Jacqueline Nova (Belgium/Colombia)
“Creación de la tierra” (1972)
"Creación de la tierra" is a piece that can be classified as “tape music” or “electroacoustic music for fixed media”; however, the composer consistently emphasized describing it as a work “for electronically transformed voice”. It was composed using archival material, featuring a fragment of one of the chants of the creation of the earth, in the voice of an Indigenous person from the U’wa ethnic group (Boyacá, Colombia).
It is a ritual in which, through listening, words undergo constant metamorphoses; they overflow from the voice to transmute into bodies, memories, territories. In every step of the 19-minute ceremony, the voice takes us to encounters with other forms of existence—visible, invisible, tangible, unknown, familiar, ancestral. This voice guides us initiatically through worlds, both human and non-human, through earthly, spectral, or transitional interstices. This creator chant invites us to embody forest, wind, insects, percussion, choir, river, night. The voice of a community to which Nova does not belong and the words of a language that is not her own are interwoven without exoticism and gain profound symbolic value by being amplified in a context that has historically marginalized them. Nova strongly reaffirms the right to coexist as equals and the necessity to exist without exclusions.

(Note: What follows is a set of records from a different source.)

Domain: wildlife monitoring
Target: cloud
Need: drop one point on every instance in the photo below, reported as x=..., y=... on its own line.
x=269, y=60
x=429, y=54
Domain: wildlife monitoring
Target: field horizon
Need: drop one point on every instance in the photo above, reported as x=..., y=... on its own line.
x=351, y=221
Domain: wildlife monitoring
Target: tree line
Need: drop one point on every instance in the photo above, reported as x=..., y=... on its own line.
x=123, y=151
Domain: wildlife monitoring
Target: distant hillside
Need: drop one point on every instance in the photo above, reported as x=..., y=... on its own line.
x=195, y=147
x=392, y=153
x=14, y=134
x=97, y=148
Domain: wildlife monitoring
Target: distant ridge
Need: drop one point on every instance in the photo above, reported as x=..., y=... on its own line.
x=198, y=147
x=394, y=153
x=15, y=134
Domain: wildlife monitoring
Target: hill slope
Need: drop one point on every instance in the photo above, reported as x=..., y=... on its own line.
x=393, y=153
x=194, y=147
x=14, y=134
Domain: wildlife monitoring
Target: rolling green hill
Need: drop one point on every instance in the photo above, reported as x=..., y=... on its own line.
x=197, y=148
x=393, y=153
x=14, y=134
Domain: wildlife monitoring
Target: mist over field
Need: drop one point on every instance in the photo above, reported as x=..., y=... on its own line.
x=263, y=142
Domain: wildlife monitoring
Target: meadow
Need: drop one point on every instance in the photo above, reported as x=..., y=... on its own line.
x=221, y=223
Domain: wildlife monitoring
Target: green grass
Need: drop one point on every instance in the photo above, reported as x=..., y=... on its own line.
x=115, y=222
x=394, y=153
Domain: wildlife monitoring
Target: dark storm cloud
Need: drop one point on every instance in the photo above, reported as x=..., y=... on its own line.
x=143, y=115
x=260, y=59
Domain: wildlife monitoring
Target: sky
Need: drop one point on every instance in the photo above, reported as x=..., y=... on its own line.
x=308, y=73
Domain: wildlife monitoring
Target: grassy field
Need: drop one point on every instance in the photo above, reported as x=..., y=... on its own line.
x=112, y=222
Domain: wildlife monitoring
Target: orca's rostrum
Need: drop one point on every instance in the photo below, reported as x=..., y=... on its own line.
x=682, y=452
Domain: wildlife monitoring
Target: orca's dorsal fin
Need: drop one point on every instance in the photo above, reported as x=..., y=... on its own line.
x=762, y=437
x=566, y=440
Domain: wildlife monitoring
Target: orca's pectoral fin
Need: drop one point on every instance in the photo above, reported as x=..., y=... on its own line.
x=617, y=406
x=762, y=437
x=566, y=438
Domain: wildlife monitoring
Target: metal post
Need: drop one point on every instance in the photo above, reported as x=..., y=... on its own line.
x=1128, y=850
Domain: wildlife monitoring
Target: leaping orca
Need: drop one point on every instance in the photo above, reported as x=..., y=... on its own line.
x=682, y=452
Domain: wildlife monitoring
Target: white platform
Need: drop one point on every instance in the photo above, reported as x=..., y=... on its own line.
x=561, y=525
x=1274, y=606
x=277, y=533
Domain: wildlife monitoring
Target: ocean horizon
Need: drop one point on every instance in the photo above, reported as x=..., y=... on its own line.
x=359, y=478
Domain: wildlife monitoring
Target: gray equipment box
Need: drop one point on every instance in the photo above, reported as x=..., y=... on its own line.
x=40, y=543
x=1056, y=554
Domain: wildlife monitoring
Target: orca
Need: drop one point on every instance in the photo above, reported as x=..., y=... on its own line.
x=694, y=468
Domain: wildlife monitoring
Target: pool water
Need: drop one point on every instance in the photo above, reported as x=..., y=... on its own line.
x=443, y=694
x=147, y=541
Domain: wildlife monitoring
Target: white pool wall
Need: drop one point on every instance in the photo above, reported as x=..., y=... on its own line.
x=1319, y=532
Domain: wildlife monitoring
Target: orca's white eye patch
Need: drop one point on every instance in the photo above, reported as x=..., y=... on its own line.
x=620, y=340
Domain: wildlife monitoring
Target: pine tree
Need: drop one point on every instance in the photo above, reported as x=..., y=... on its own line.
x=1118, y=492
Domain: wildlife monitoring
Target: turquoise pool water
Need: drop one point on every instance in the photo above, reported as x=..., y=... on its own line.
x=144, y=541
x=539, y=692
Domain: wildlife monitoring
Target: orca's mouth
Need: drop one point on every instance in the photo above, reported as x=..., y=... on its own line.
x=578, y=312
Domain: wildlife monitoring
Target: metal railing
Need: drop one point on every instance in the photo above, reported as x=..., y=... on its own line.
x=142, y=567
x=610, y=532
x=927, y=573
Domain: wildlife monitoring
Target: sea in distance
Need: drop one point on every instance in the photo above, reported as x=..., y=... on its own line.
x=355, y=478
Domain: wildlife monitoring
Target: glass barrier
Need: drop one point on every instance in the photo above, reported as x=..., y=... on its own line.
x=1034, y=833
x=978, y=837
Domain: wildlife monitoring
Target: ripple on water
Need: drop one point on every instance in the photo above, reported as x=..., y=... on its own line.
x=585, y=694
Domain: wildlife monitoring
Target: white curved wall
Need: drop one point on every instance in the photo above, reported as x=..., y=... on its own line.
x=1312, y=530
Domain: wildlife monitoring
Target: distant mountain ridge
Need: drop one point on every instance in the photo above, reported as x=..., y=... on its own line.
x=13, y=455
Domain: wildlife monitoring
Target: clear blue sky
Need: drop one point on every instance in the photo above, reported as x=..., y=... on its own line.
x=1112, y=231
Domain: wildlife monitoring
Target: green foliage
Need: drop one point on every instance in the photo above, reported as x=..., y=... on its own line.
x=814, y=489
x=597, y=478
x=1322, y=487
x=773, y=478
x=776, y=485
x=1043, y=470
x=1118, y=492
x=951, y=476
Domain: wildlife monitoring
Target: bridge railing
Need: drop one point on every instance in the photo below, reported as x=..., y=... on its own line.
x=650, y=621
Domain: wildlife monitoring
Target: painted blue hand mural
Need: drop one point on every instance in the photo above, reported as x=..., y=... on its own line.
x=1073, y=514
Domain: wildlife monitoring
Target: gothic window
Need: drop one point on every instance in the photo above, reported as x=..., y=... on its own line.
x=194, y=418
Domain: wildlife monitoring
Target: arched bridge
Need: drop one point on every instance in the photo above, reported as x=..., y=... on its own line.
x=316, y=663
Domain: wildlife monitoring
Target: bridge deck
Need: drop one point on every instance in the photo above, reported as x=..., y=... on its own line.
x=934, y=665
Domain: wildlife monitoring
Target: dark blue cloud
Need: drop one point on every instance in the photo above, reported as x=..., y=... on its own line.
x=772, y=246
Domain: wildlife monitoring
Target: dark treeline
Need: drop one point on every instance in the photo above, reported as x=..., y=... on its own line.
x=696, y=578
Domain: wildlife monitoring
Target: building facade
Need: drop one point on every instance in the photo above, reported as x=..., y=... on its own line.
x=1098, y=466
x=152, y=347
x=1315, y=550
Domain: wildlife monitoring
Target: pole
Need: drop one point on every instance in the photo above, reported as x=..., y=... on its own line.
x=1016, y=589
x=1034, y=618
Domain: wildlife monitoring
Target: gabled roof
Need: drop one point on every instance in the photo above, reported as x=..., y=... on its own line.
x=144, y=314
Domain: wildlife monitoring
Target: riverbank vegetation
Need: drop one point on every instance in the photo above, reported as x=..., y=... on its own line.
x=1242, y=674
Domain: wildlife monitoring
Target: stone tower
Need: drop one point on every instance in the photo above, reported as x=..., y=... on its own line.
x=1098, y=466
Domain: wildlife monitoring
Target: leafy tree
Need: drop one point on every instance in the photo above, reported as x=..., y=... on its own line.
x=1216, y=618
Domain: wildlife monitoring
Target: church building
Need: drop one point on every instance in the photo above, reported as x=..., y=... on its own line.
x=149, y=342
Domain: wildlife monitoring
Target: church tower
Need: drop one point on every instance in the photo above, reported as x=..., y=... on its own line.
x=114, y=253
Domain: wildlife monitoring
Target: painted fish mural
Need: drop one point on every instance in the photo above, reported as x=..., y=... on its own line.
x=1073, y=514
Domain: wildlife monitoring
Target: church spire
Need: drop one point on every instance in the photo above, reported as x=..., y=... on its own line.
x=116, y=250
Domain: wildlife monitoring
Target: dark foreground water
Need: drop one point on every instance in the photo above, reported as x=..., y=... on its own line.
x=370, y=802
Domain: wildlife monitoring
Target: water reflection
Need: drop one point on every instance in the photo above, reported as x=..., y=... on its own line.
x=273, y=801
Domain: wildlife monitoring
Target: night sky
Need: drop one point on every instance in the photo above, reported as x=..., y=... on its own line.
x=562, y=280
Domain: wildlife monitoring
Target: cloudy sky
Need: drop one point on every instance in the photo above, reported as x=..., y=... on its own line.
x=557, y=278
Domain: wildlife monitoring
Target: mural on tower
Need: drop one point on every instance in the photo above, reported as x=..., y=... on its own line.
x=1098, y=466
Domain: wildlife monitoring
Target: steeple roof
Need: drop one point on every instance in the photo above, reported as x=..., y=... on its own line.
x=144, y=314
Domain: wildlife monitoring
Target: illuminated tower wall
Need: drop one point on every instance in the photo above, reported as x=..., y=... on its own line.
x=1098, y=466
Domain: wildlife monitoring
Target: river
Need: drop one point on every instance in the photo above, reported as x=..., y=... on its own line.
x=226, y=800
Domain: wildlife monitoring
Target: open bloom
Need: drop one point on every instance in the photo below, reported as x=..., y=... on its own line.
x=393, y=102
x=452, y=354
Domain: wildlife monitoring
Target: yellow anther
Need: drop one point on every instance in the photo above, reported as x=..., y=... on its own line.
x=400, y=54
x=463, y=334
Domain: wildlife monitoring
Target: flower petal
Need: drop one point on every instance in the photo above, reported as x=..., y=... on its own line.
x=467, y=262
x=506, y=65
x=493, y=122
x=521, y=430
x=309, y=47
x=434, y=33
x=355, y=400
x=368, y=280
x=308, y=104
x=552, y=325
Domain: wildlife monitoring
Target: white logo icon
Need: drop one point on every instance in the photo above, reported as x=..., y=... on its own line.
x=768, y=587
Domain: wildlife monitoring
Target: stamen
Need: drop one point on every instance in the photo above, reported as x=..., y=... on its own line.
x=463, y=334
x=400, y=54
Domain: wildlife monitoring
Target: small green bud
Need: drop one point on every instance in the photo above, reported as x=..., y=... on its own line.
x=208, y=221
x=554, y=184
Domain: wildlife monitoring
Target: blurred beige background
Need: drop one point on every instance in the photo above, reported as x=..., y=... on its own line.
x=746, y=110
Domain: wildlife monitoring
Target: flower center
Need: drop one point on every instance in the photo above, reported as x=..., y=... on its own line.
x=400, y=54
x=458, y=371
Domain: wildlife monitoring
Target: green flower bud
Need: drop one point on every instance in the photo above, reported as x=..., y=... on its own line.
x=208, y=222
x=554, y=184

(Text by Ana María Romano.)
(Creación de la tierra" - courtesy of the Centro de Documentación Musical de la Biblioteca Nacional de Colombia.
Jacqueline Nova (Ghent, Belgium, 1935 - Bogota, Colombia, 1975)
Jacqueline Nova arrived in Bogotá in 1958 after living in Bucaramanga, her father’s hometown. She settled in the capital to study to become a pianist at the National Conservatory of Music. However, in 1963, she focused on composition. She was the first female composer to earn a diploma from the Conservatory. In 1967, she won a scholarship to study at the CLAEM (Latin American Center for Advanced Musical Studies) of the Torcuato Di Tella Institute in Argentina. Throughout Nova’s artistic creation, it is evident her great fascination with the human voice, electronic media, and mixed instrumental combinations—those in which acoustic instruments are intertwined with electronic media. For her, electroacoustic resources had to be integrated into the sonic universe of contemporary creation without mystery, as another musical material that could dialogue organically with acoustic instruments. "Creación de la tierra" emerged at the Phonology Studio of the Faculty of Architecture, University of Buenos Aires in 1972. She died in Bogota of bone cancer. Her tragic and early death not only cut short a career at the height of her creative potential, but also directly affected the development of electroacoustic music in Colombia.